RECORD-KEEPING or documentation is an essential part of nursing practice that has clinical and legal significance at the same time. It is said that quality documentation improves patient care which results in better outcomes, while poor documentation often contributes to poor-quality nursing care (Prideaux, 2011). Nursing documentation, a precursor to good patient care, is a vessel for efficient interdisciplinary communication and cooperation (Ammenwerth, Mansmann, Iller, & Eichstadter, 2003).
Nurses in majority of healthcare facilities in the Philippines still practice paper nursing documentation. A report of the Maryland Nursing Workforce Commission (2007) revealed that such method of documentation reduces the time spent at the bedside for patient care, thus directly affecting outcomes. This is where Nursing Informatics comes in.
Nursing Informatics “aims to improve the health of populations, communities, families and individuals by optimizing information management and communication” (ANA, 2001). It is fundamental in providing cost-effective high-quality healthcare, of which an important component is accurate clinical information.

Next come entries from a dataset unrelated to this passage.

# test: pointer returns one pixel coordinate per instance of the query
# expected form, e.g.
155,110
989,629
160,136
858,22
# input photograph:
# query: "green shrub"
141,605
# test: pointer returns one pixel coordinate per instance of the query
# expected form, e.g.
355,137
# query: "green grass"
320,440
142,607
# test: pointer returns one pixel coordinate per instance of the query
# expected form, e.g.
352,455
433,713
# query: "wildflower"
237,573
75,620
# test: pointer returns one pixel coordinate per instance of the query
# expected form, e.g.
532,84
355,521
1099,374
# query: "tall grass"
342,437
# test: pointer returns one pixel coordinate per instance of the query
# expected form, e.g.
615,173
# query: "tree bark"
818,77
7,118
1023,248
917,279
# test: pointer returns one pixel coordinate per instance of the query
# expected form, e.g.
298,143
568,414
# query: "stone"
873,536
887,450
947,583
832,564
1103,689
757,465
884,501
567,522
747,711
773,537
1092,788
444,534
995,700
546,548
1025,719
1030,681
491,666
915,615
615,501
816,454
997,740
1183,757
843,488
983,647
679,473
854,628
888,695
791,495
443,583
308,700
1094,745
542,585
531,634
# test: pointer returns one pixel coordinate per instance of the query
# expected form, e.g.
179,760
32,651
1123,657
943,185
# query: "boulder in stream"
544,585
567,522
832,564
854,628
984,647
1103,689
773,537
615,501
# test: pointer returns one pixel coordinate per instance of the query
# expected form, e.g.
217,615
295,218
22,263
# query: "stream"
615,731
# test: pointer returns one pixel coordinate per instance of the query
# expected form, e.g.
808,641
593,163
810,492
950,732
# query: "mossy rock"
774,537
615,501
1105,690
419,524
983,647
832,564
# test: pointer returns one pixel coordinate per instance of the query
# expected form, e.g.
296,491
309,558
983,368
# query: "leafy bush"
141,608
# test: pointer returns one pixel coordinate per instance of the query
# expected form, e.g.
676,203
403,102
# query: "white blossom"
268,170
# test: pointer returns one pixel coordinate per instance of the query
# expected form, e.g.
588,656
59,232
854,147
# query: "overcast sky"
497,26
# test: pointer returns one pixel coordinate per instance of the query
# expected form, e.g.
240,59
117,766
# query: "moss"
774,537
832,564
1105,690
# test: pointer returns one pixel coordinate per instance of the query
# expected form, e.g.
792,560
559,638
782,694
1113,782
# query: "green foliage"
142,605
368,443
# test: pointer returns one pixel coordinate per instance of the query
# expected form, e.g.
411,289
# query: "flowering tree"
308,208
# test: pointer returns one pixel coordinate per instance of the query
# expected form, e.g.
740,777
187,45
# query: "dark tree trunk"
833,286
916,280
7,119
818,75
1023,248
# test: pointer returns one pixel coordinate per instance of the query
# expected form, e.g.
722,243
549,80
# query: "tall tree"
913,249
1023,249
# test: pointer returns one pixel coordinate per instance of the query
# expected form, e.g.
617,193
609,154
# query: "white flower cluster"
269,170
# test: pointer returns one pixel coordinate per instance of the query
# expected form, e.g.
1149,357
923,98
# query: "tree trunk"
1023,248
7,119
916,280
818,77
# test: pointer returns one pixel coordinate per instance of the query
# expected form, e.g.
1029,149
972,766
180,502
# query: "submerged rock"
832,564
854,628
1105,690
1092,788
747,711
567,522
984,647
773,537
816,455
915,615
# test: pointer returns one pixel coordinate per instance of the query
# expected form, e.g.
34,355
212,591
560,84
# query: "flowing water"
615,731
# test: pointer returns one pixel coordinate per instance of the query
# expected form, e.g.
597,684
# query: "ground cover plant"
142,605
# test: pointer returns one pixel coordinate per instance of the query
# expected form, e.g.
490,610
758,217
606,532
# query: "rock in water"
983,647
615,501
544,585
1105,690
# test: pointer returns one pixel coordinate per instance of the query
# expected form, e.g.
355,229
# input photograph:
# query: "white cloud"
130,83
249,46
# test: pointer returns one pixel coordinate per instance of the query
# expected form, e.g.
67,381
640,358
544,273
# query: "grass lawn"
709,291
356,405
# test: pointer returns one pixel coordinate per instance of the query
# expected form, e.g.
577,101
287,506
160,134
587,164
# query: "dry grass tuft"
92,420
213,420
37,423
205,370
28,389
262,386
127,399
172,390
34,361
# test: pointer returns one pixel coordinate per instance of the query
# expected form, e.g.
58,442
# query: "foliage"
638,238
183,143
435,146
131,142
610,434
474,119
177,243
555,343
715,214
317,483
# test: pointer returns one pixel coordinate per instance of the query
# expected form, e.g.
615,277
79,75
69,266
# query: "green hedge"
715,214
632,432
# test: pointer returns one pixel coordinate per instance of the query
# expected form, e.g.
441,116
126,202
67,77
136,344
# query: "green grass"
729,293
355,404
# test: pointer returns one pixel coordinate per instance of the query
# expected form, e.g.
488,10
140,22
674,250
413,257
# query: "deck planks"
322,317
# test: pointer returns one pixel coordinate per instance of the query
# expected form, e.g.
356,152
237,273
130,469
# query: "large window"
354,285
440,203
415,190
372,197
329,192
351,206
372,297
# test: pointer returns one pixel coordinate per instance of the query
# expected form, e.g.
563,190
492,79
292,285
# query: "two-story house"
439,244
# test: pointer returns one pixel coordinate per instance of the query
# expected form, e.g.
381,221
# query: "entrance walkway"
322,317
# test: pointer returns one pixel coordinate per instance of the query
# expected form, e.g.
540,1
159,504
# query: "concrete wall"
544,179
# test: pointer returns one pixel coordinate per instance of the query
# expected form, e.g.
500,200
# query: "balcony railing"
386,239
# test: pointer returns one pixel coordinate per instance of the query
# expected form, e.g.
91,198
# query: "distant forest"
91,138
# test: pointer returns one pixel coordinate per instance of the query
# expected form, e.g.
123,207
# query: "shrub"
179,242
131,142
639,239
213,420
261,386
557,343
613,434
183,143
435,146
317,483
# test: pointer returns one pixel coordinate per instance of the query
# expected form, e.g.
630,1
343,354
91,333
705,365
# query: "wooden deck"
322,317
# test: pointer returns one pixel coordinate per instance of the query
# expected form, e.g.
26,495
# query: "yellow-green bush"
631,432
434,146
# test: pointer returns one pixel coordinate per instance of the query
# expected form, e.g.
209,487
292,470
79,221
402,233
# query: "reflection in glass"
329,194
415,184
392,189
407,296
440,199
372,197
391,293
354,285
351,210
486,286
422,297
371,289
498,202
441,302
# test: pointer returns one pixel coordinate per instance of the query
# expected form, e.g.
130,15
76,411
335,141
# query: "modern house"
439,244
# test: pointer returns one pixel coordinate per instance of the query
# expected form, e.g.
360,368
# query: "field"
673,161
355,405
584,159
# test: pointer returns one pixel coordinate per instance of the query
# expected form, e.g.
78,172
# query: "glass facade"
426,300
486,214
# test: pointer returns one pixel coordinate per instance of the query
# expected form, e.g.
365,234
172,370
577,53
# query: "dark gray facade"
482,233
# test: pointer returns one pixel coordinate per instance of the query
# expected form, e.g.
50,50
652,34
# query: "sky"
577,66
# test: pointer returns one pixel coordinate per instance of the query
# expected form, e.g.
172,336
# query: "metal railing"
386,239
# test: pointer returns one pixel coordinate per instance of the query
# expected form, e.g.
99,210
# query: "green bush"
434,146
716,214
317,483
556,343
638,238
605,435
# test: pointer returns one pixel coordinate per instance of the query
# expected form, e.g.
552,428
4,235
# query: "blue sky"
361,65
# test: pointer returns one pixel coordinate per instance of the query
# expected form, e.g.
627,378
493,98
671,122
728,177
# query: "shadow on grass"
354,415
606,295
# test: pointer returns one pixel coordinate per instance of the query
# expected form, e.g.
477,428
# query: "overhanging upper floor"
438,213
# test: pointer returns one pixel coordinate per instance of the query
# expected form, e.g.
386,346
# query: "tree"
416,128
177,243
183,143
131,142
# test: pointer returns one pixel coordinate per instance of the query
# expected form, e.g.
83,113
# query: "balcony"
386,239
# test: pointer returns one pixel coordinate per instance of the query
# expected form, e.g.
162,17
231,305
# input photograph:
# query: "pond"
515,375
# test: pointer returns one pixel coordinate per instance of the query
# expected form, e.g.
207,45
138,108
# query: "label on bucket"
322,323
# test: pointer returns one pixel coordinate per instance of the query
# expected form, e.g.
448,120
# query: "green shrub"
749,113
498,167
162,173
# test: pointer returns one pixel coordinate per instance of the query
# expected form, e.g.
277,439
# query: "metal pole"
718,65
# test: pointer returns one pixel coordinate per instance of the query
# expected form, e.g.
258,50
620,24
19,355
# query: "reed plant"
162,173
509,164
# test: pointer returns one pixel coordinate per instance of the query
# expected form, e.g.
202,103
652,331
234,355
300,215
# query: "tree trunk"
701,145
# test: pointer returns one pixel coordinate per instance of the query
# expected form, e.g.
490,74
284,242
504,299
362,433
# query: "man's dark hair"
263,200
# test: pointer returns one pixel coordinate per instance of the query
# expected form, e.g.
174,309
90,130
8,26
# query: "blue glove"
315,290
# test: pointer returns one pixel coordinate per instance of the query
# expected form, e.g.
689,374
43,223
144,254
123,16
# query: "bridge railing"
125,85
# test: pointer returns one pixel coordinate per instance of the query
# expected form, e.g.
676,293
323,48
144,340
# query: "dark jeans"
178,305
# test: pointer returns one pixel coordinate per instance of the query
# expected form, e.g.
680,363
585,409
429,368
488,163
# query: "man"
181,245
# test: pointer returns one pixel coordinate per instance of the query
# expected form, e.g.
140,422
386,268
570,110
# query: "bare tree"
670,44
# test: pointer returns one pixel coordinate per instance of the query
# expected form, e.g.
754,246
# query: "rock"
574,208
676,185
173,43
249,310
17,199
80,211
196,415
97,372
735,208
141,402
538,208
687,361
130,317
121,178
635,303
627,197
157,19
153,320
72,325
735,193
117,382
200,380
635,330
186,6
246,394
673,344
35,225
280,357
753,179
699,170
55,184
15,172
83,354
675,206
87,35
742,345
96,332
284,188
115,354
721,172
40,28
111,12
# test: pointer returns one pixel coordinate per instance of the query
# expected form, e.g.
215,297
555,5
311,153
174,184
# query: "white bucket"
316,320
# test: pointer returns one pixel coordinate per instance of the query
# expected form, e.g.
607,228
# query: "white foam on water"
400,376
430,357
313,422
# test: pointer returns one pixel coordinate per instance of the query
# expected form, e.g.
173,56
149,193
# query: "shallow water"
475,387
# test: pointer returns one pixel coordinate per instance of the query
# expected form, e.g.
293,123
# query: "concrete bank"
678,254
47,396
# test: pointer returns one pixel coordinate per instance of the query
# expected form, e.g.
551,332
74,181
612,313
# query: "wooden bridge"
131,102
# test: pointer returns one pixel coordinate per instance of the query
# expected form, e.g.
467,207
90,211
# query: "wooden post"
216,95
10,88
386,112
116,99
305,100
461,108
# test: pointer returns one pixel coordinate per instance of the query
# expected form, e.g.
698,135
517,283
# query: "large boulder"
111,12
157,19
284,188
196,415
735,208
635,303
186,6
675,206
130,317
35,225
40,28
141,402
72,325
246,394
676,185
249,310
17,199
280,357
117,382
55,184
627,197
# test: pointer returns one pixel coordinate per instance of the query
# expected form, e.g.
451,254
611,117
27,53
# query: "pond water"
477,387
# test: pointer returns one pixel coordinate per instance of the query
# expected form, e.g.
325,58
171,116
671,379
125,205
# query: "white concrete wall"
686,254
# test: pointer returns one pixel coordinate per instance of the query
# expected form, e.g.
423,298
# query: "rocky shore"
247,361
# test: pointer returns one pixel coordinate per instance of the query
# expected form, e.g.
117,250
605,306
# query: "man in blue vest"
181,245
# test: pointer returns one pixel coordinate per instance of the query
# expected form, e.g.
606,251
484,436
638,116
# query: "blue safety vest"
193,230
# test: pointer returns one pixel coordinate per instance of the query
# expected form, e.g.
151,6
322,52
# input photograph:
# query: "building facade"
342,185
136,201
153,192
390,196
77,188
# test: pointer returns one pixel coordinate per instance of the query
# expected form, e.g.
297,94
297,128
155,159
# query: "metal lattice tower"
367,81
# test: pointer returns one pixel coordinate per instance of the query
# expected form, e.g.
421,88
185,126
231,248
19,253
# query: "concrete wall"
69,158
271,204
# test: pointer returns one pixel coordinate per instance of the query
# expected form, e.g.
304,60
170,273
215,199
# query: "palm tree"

Thede (2003) explained that electronic information systems provide an avenue for more effective communication and collection of patient health information resulting in more effective patient care. One example of such information system is the electronic health record or EHR, where multiple systems that cross to share data are networked to support efficient information management and communication within a healthcare system. EHR is largely advantageous because it tends to store large amounts of data that are made accessible at the same time in different places. What makes this system more interesting is its ability to provide healthcare teams with clinical alerts and reminders when abnormal parameters are identified in both laboratory and assessment data.
Electronic-based documentation systems would be of great value to Philippine hospitals with a nurse-patient ratio higher than the ideal. When the staffing ratio is high, nurses tend to allot more of their time documenting rather than actually caring for their patients at the bedside. In an electronic-based documentation system, trends in patient outcomes will be highlighted alongside medical and nursing management.
Such systems, while integrating the concepts and theories of nursing science, computer science and information science, propel the entire healthcare delivery system into a practice that is evidence-based and culturally-relevant. These systems should not be regarded as a substitute for clinical judgment or as a predictor of critical illness but as a tool that could help identify life-threatening cases.
Though most of Philippine hospitals are quite far from achieving this, such information systems should be viewed as a crucial facet in promoting a culture of patient safety where the documentation standards help and/or equally meet the standards of medical and nursing care.